И напрасно это сделал.
— Распусти «внутреннюю линию», — посоветовала Наталья Николаевна, — это же обычный отдел с обычной структурой... Перекрой финансирование, и «внутренняя линия» сама по себе перестанет существовать.
— Не могу. — Голос у Миллера сделался жалобным.
Газета «Возрождение», с которой успешно сотрудничал Митя Глотов, опубликовала несколько материалов, в которых предсказывала, что в ближайшее время Миллер уйдёт с поста председателя РОВСа. «Возрождению» в каждом своём номере поддакивали «Последние новости» — газетёнка хоть и паскудная, но влиятельная. Когда Миллер видел это издание у себя на столе, то небрежным движением руки сбрасывал газету на пол, иначе начни он её читать, у него мог бы разыграться приступ зубной боли.
Стоял сентябрь 1937 года. Осень в Париже как обычно была тёплой, она тут мало чем отличается от лета: высокое голубое небо, непотревоженная увяданием зелень деревьев, в которых шебуршатся горластые парижские воробьи, не боящиеся ни кошек, ни собак, ни людей. Многочисленные кафе работали не закрываясь, до самого утра.
— Митя, ты хотел вернуться в Россию? — неожиданно спросила Глотова Аня Бойченко.
Митя приподнял плечи, улыбнулся.
— Мы с тобой об этом говорили, Аня.
— И всё же?
— Очень хотел бы, — сказал он, — но... как-то боязно.
Аня не выдержала, засмеялась.
— Слишком много нагрешил?
— Наверное, — сомневающимся тоном ответил Митя. — Когда я уезжал из Архангельска, меня очень отговаривал от этого поступка мой родной дядя, артиллерийский полковник... Пытался даже удержать меня за воротник шинели. Говорил, что я пропаду, в одиночку мне не выжить. — Митя тяжело вздохнул и умолк.
— И что же?
Митя снова тяжело вздохнул.
— В результате я-то живой, а вот дяди нет. Его расстреляли в тюрьме в Вологде.
Аня остриём зонта нарисовала на земле сердечко, перечеркнула его.
— Это жизнь, — сказала она тихо, — все мы ходим под знаком смерти. Человек, едва родившись, начинает движение к смерти, его первый шаг по земле — это первый шаг к смерти...
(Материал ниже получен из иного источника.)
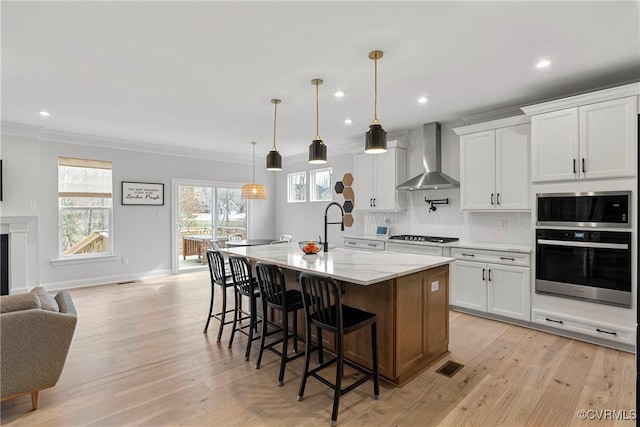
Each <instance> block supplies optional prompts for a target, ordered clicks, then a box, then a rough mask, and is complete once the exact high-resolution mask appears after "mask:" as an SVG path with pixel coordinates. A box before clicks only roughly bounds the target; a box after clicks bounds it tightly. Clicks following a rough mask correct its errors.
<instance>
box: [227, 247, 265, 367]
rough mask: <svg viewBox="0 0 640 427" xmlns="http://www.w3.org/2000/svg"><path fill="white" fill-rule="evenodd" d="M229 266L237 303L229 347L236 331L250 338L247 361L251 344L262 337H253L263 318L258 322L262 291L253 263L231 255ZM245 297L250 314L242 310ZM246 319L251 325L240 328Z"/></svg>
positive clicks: (246, 355) (247, 260)
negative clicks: (254, 330)
mask: <svg viewBox="0 0 640 427" xmlns="http://www.w3.org/2000/svg"><path fill="white" fill-rule="evenodd" d="M229 266H230V267H231V277H232V278H233V285H234V286H233V287H234V289H235V292H234V296H235V302H236V306H235V310H234V312H233V329H231V338H230V339H229V347H231V344H233V337H234V336H235V333H236V331H237V332H241V333H243V334H245V335H246V336H247V337H248V340H247V349H246V351H245V353H244V358H245V360H249V355H250V353H251V344H252V343H253V341H255V340H257V339H260V337H254V336H253V332H254V330H257V329H258V322H261V321H262V318H261V319H260V320H258V313H257V308H258V307H257V306H258V304H257V300H258V298H259V297H260V291H259V289H258V284H257V283H256V281H255V280H254V279H253V275H252V274H251V263H250V262H249V260H248V259H247V258H245V257H242V256H237V255H229ZM243 296H245V297H248V298H249V313H245V312H244V311H243V310H242V297H243ZM263 315H264V313H263ZM246 319H249V325H245V326H238V322H242V321H243V320H246Z"/></svg>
— Смотря откуда двигаться...
Выставив перед собой зонт, Аня нарисовала на земле ещё одно сердечко и также перечеркнула его.
— Митя, — произнесла она тихо, со значением, — я готова выйти за тебя замуж.
Митя встрепенулся, подхватил Анину руку, притиснул её к губам.
— Спасибо тебе, — смятенно пробормотал он.
Аня отстранилась от Мити, посмотрела на него оценивающе, словно бы со стороны, и произнесла прежним тихим голосом:
— Но у меня есть одно условие...
— Какое?
— Мы должны вернуться в Россию.
— В Советскую Россию, — поправил её Митя. У него мгновенно постарели, покрылись морщинами губы. — Чтобы меня там расстреляли? — Он покачал головой. — Не знаю, Анечка... Скорее всего я и сам не поеду, и тебя отговорю от этой глупости.